そこにあったのは、巨大な宝玉だった。パールのような真っ白な宝玉。ただ、どこか表面がくすんでいた。長年放置されていないとこういう濁り方はしないが、何となく———本当に感覚的な話だが、その宝玉自体が力を失くし、輝くことができない状態にあるように感じた。
「この玉……コアってことは……」
「本来なら、これに魔力が反応して輝き、〝オウカ〟は力を発揮するの。だけど今は輝いていない」
トゥーリが爪を噛む。焦っている様子だ。
「俺がこの世界の人間だからダメなのか? 魔力がないから?」
「さっきまで動いていたでしょ? だから、あんたに完全に魔力がないわけじゃないんだと思う。本来だったら、魔力がないと動かすこともできないはずだから」
「ちょっと待ってよ! どういうことだよ! 混乱してきたぞ!」
「私はもう混乱しているのよ! 整理しながら喋ってるから黙ってて! 多分……多分だけど……ローナがあんたを守るために〝オウカ〟の権限を委託した。

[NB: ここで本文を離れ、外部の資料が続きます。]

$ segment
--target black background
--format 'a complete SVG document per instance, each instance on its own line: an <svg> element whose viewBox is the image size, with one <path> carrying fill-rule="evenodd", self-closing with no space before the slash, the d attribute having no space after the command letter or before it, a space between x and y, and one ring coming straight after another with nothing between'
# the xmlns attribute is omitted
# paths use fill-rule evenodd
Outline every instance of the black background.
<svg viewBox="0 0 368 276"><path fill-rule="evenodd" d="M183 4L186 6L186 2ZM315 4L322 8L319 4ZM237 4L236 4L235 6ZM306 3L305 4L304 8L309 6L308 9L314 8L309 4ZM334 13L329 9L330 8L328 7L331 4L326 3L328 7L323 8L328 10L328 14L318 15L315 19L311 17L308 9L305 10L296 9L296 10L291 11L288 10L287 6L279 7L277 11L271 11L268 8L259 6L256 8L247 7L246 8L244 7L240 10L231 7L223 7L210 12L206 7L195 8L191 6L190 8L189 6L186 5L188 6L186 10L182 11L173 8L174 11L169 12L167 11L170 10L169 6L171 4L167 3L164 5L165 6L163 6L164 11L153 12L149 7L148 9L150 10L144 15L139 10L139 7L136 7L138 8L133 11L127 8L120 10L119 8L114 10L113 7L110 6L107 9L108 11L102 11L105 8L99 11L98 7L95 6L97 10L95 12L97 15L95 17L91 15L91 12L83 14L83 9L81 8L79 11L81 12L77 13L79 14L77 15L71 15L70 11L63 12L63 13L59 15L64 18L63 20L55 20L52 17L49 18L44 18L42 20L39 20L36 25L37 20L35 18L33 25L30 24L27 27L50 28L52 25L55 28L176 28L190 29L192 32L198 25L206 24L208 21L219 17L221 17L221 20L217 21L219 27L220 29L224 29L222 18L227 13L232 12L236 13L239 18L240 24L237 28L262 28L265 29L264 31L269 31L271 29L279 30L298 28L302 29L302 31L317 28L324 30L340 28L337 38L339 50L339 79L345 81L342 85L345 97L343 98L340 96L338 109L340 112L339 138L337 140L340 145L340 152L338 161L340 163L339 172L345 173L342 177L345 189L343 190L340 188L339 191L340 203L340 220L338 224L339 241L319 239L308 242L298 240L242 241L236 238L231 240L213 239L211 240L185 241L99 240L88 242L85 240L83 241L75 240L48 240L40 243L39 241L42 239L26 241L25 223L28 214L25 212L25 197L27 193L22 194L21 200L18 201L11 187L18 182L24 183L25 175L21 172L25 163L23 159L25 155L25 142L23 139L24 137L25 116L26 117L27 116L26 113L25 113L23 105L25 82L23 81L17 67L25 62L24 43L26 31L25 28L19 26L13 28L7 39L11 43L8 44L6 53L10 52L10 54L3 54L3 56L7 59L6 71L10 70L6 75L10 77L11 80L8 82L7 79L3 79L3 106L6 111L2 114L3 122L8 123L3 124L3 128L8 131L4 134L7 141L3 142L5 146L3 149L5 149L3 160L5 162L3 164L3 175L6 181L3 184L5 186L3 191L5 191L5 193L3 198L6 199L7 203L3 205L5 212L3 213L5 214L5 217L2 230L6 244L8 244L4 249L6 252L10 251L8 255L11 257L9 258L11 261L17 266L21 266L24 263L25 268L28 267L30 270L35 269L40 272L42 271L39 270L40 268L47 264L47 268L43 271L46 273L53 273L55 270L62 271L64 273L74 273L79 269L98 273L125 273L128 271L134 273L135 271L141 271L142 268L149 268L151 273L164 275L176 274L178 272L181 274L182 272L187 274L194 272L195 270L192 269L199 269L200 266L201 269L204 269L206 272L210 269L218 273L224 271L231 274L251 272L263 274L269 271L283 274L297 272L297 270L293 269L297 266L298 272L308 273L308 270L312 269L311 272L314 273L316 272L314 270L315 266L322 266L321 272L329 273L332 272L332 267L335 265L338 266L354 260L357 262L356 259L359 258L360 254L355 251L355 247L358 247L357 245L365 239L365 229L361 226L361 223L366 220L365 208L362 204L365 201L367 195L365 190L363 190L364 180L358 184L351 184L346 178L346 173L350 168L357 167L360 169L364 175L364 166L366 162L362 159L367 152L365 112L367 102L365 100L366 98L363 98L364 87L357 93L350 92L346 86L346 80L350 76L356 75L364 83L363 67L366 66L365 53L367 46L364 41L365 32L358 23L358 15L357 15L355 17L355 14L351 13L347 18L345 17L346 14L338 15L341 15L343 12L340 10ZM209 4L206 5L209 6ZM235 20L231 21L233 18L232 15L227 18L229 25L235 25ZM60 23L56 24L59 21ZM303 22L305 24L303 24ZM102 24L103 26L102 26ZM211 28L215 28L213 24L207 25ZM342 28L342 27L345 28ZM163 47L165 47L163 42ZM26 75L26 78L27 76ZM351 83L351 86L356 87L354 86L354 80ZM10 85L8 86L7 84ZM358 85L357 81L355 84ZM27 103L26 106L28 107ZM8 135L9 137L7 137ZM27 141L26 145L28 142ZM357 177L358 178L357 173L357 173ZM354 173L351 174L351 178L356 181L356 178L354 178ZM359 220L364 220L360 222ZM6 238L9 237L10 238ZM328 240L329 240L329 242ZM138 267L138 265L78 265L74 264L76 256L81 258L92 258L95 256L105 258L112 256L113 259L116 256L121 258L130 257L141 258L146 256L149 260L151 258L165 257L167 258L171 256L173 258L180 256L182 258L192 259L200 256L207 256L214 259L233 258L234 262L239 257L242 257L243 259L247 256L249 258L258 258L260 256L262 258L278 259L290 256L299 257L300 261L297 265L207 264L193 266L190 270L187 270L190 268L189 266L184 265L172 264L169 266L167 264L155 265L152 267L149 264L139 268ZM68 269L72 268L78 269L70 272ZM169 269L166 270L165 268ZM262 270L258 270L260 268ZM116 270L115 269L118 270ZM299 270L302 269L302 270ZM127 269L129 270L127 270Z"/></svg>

その時にローナの魔力が移されているのよ……それで……」
トゥーリがハッとした顔をする。
「ローナ……あんたまさか……!」
「…………」
トゥーリはローナを睨みつけるが、ローナは不貞腐れた様に唇を尖らせていた。
「あんたが魔法を使わない理由、わかったわ。この藤吠牙に全部注いただのね。あなたの魔力を」
「え———?」
注いだ? 魔力を?
「どうして、そんなこと?」
もしかして———あの時、新宿の上空で俺を助けた時————、
「俺が一度死んだからか?」
「ッ⁉ ご主人様は気にしなくていいの! 守り切れなかった私が悪かったんだから……ご主人様が死ぬ前に〝キメラレッド〟を倒しきれなかった私が」
「…………」
雰囲気を壊すので黙っていたが……あの赤い獣の名前ダサいな……。
「でも、それだけ俺のために尽くしてくれるなんて。力を失ってまでも……どうして? どうしてそこまでするんだ?」
初対面のはずだろう。
あの新宿の上空で巻き込んでしまったその贖罪? なら、どうして山中はすでにこの世界にいない?
明らかに俺だけ特別扱いされている。いや、ローナの口調からは俺を目的にあの新宿の街に〝オウカ〟で現れたようなことを言っている。どうして……。
「……覚えていないの?」
トゥーリが問いかける。
「覚えて、って何をだ?」
ドォォォォォォン……‼
議論の時間は終わりだと言うように爆音が響いた。
マックスが爆撃が地面に落ちたのだ。